Effects of a PPAR-gamma (Peroxisome Proliferator-Activated Receptor-gamma) Activator on Flow-Mediated Brachial Artery Dilation and Circulating Level of microRNA-21 in Hypertensive Type 2 Diabetic Patients.
10.5646/jksh.2013.19.4.99
- Author:
Ji Weon LEE
1
;
Soon Jun HONG
;
Han Saem JEONG
;
Hyung Joon JOO
;
Jae Hyoung PARK
;
Chul Min AHN
;
Cheol Woong YU
;
Do Sun LIM
Author Information
1. Department of Cardiology, Cardiovascular Center, Korea University Anam Hospital, Korea University College of Medicine, Seoul, Korea. psyche94@hanmail.net
- Publication Type:Original Article ; Randomized Controlled Trial
- Keywords:
Pioglitazone;
MicroRNAs;
Diabetes mellitus;
Atherosclerosis
- MeSH:
Adiponectin;
Atherosclerosis;
Brachial Artery*;
C-Reactive Protein;
Coronary Artery Disease;
Cytokines;
Diabetes Mellitus;
Endothelial Cells;
Follow-Up Studies;
Heart Failure;
Humans;
Hyperlipidemias;
Hypertension;
Intercellular Adhesion Molecule-1;
Interleukin-6;
MicroRNAs;
Prevalence;
Prospective Studies;
Risk Factors;
Smoke;
Smoking;
Stroke;
Tumor Necrosis Factor-alpha;
Urinary Bladder Neoplasms;
Vascular Cell Adhesion Molecule-1
- From:Journal of the Korean Society of Hypertension
2013;19(4):99-111
- CountryRepublic of Korea
- Language:English
-
Abstract:
BACKGROUND: Endothelial dysfunction has been documented in patients with type 2 diabetes especially when combined with hypertension. We prospectively investigated the effects of pioglitazone in improving endothelial function in hypertensive type 2 diabetic patients during the 6-month follow-up. METHODS: Hypertensive type 2 diabetic patients were randomly assigned to pioglitazone (n = 25) or placebo (n = 25). Primary endpoint was to compare changes in brachial artery flow-mediated dilation (baFMD) between the 2 groups during the 6-month follow-up. Secondary endpoints were to compare changes in the circulating levels of microRNA-17, -21, 92a, -126, and -145 which have been known as indicators of endothelial cell migration and atherosclerosis progression during the 6-month follow-up.
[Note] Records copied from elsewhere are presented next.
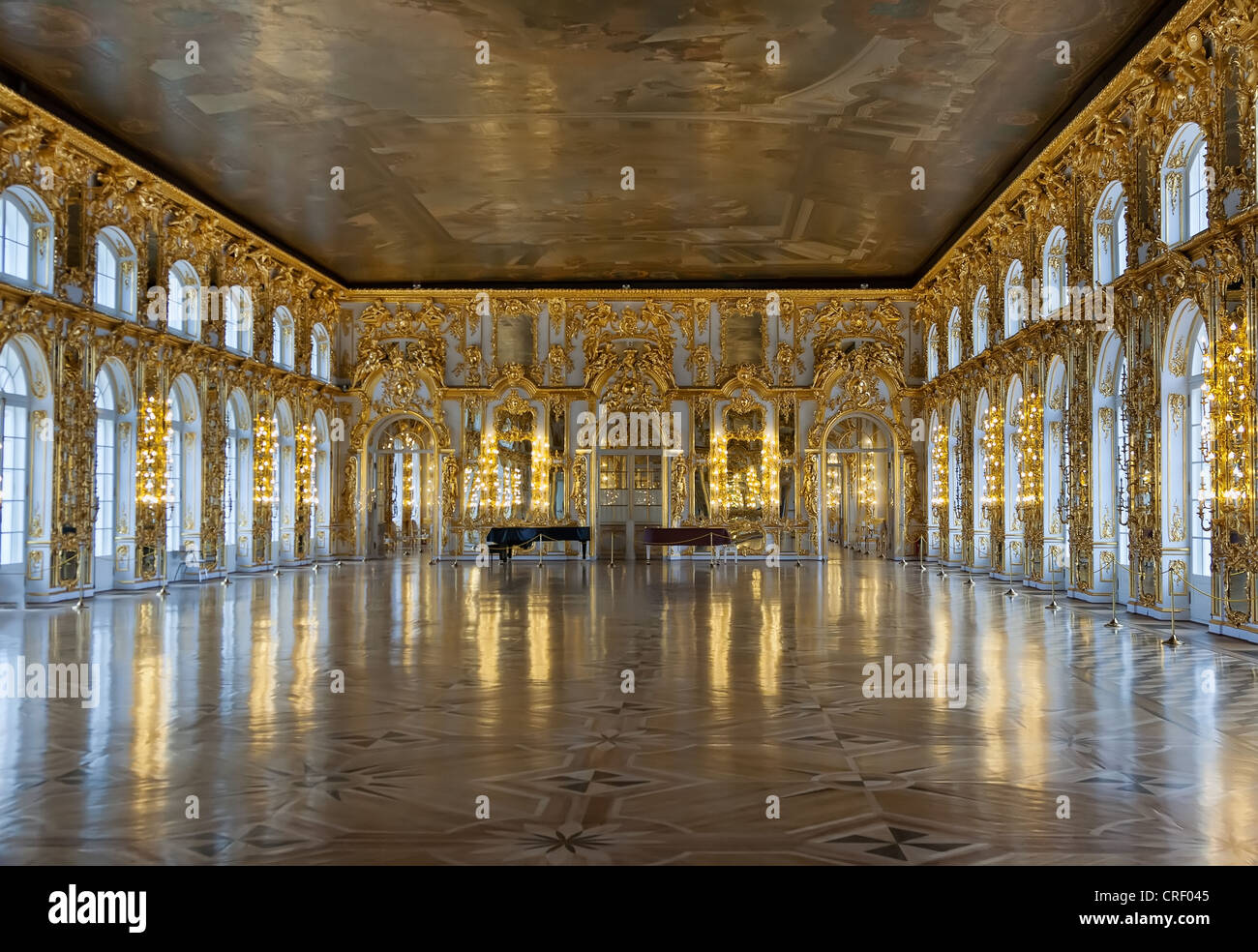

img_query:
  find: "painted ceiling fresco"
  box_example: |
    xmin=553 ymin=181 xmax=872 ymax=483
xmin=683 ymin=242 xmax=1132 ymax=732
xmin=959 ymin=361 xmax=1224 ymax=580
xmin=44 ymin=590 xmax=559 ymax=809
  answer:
xmin=0 ymin=0 xmax=1167 ymax=285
Inflammatory markers such as interleukin-6 (IL-6), tumor necrosis factor-alpha (TNF-alpha), high-sensitive C-reactive protein, adiponectin, soluble intercellular adhesion molecule-1 (sICAM-1), and soluble vascular cell adhesion molecule-1 (sVCAM-1) were compared during the follow-up. RESULTS: The prevalences of risk factors such as hyperlipidemia, smoking, stroke, and family history of coronary artery disease did not show significant differences between the 2 groups. Increases in baFMD (0.33 +/- 0.34 mm vs. 0.02 +/- 0.25 mm, p < 0.05, respectively) and in the level of circulating microRNA-21 (0.23 +/- 0.05 vs. -0.06 +/- 0.04, p < 0.05, respectively) were significantly greater in the pioglitazone group when compared to the placebo group during the 6-month follow-up. No significant differences in the prevalences of new onset heart failure, fracture, and bladder cancer were noted during the follow-up between the 2 groups. Decreases in the levels of inflammatory marker such as IL-6 (-2.54 +/- 2.32 pg/mL vs. -1.34 +/- 2.12 pg/mL, p < 0.05, respectively), TNF-alpha (-1.54 +/- 1.51 pg/mL vs. 0.14 +/- 1.12 pg/mL, p < 0.05, respectively), sICAM-1 (-39 +/- 52 ng/mL vs. 6 +/- 72 ng/mL, p < 0.05, respectively), and sVCAM-1 (-154 +/- 198 ng/mL vs. -11 +/- 356 ng/mL, p < 0.05, respectively) were significantly greater in the pioglitazone group compared to the placebo group during the follow-up. CONCLUSIONS: In hypertensive type 2 diabetic patients, pioglitazone may increase baFMD and circulatory microRNA-21 and decrease inflammatory cytokines including IL-6, TNF-alpha, sICAM-1, and sVCAM-1.